Although he declined to disclose specific pricing, he said that the company believes the cost of its MASTR method will be lower than other options. "There are some excellent methods out there already, but in order for them to be used on a large scale, we think the price needs to come down and the method needs to be simplified," he said. "That's exactly what we're doing in our approach. It's a simpler method that is very efficient and therefore can be offered at a very competitive price."
Amniocentesis and CVS currently cost between $1,400 and $1,700 per procedure. NGS-based aneuploidy tests that have recently entered the market range from $795 for Ariosa's Harmony Prenatal test to $2,700 for Sequenom's MaterniT21.
Multiplicom said that it will conduct multiple validation studies of its aneuploidy test in collaboration with hospitals throughout Europe, the same strategy that it has employed for its other MASTR-based molecular diagnostics. The company said that it aims to make the test available to all accredited genetic labs in Europe.
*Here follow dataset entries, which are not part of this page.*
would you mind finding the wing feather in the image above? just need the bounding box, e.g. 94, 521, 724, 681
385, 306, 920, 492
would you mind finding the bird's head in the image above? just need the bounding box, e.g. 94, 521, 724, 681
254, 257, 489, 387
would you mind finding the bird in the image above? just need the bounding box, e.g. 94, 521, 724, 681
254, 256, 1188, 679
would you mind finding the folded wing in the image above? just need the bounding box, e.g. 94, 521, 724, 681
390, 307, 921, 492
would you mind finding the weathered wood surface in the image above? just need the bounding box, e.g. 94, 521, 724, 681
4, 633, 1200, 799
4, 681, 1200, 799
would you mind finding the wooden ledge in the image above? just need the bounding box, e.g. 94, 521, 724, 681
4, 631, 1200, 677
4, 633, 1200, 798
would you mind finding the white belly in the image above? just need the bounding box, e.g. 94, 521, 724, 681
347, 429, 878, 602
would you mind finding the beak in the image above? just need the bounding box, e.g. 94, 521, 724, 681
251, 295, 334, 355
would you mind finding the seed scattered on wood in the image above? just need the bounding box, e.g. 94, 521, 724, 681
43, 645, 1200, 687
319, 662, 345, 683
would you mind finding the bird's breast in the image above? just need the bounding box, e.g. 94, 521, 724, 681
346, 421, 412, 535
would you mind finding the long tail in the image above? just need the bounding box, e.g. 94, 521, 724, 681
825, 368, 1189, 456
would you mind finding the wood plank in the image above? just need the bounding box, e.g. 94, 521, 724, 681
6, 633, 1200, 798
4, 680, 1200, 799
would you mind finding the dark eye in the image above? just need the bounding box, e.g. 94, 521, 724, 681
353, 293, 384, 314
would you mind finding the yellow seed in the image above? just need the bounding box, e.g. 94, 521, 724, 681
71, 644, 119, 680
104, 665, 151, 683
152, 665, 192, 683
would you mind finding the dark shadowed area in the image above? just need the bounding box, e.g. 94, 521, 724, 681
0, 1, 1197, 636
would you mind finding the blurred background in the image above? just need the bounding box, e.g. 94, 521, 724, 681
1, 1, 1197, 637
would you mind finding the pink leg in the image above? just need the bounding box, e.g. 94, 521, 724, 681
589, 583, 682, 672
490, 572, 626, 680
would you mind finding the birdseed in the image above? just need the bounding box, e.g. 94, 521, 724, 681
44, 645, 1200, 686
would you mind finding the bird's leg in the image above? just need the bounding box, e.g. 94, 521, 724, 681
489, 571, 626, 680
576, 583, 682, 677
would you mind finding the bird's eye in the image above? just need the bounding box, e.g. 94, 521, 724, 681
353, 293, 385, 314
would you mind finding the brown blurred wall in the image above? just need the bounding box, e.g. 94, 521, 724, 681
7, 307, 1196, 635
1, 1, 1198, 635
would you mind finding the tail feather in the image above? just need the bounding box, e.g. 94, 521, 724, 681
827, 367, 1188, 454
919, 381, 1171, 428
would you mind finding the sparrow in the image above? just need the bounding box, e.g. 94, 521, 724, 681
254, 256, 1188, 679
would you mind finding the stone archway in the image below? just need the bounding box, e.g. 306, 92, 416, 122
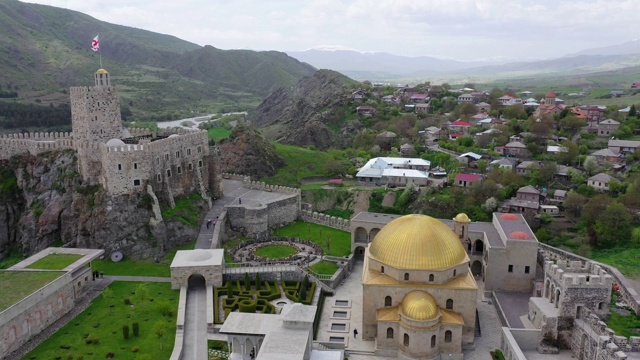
474, 240, 484, 254
471, 261, 483, 276
188, 273, 206, 289
355, 227, 368, 244
354, 246, 365, 262
579, 333, 589, 360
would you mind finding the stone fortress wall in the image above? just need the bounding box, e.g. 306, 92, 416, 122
571, 306, 640, 360
0, 70, 211, 204
545, 260, 613, 289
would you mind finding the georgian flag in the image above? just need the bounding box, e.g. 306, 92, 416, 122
91, 35, 99, 52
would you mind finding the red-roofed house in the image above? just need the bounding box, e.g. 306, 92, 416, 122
448, 120, 472, 134
632, 82, 640, 88
449, 133, 464, 140
454, 173, 482, 188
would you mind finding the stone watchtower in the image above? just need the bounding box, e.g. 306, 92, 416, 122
70, 69, 125, 182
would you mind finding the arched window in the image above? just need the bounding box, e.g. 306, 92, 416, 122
598, 302, 604, 310
385, 296, 392, 307
446, 299, 453, 310
445, 330, 452, 343
453, 269, 457, 277
404, 333, 410, 346
431, 335, 436, 348
386, 327, 394, 339
429, 274, 434, 282
381, 266, 385, 273
404, 273, 409, 281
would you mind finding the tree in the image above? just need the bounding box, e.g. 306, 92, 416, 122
123, 324, 130, 340
531, 162, 557, 187
556, 141, 579, 165
477, 159, 488, 173
482, 197, 498, 212
134, 284, 149, 310
562, 191, 587, 220
244, 273, 251, 291
581, 195, 614, 225
594, 202, 633, 248
583, 156, 600, 176
255, 273, 261, 291
559, 115, 585, 137
629, 104, 637, 118
503, 104, 528, 120
153, 321, 166, 349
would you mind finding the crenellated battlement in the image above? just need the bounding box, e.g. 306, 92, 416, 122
545, 260, 613, 288
299, 209, 350, 231
575, 307, 640, 355
243, 178, 301, 195
0, 134, 75, 160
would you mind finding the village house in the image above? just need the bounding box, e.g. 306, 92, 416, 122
597, 119, 620, 137
415, 103, 430, 113
382, 95, 399, 104
356, 157, 431, 185
457, 93, 476, 104
580, 105, 606, 129
587, 173, 614, 192
498, 185, 544, 219
453, 173, 482, 188
516, 160, 539, 175
356, 105, 377, 116
400, 143, 415, 156
497, 94, 520, 106
591, 148, 622, 164
550, 189, 567, 204
608, 139, 640, 155
448, 120, 472, 134
504, 141, 529, 157
457, 152, 482, 166
475, 102, 491, 112
490, 158, 516, 171
409, 93, 430, 103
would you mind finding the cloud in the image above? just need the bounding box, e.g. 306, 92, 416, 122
22, 0, 640, 59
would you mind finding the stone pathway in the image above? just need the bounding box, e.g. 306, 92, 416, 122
104, 275, 171, 282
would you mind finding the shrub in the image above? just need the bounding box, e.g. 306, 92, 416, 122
156, 301, 173, 317
59, 344, 71, 349
84, 336, 100, 345
67, 355, 73, 360
131, 346, 139, 352
132, 322, 139, 337
123, 324, 130, 340
238, 299, 256, 313
124, 298, 131, 305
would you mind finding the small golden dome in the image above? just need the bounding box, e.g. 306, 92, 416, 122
369, 214, 467, 270
454, 213, 470, 223
401, 291, 438, 321
96, 68, 108, 74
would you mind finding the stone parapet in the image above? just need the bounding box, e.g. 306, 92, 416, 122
299, 210, 350, 231
545, 260, 613, 288
243, 179, 301, 195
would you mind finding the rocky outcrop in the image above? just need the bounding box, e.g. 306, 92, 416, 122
248, 69, 359, 150
0, 151, 206, 260
216, 125, 285, 180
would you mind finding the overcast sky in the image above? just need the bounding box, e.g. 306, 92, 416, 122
25, 0, 640, 60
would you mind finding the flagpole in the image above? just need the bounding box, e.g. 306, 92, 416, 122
98, 33, 102, 68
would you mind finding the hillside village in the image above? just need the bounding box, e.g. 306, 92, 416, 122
335, 80, 640, 256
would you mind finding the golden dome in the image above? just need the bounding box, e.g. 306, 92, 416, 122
401, 291, 438, 321
369, 214, 467, 270
454, 213, 470, 223
96, 68, 109, 74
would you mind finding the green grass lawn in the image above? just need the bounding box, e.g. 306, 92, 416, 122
26, 254, 83, 270
23, 282, 178, 360
591, 245, 640, 279
207, 127, 232, 140
308, 260, 338, 275
274, 220, 351, 257
161, 193, 203, 228
93, 241, 196, 278
263, 143, 349, 187
254, 245, 298, 259
607, 310, 640, 338
0, 271, 64, 312
0, 253, 25, 269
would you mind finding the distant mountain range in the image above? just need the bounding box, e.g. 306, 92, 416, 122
287, 43, 640, 82
0, 0, 315, 119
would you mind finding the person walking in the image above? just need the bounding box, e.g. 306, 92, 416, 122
206, 219, 211, 229
353, 328, 358, 338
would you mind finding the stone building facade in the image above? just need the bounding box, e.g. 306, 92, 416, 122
0, 69, 212, 205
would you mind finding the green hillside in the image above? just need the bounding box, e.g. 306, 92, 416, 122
0, 0, 315, 127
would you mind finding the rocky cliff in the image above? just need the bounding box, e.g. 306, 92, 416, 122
0, 150, 206, 260
216, 124, 285, 180
248, 69, 360, 150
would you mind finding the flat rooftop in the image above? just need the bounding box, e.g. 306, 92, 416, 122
26, 253, 83, 270
9, 247, 105, 272
171, 249, 224, 268
0, 271, 64, 312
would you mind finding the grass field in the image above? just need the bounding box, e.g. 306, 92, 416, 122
207, 127, 232, 140
591, 245, 640, 279
93, 241, 196, 278
0, 271, 63, 312
0, 253, 26, 269
263, 143, 348, 187
607, 310, 640, 338
23, 282, 178, 360
254, 245, 298, 259
274, 221, 351, 257
161, 193, 203, 228
308, 260, 339, 276
27, 254, 83, 270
"We are focusing on the European market, and in Europe, the concept of central laboratory testing, as it exists in the US, doesn't really exist," he said. "In the US you could have a service lab for [the entire] continental US. In Europe, that type of central lab system just doesn't exist. So rather than offering a service, we want to sell a diagnostic kit that can be used by any genetics lab that is qualified to perform this type of analysis."
Pollet did not provide a timeline for commercialization of the test.
Multiplicom's current investors include Belgian VC Gimv and Gimv-managed fund Biotechfonds Vlaanderen; as well as life sciences research institute VIB and the University of Antwerp. Pollet said that the company sold approximately $1 million worth of its RUO assay kits in 2011.
The company has no immediate plans to tackle the North American market, and will likely do so "only provided that we find a partner," Pollet said.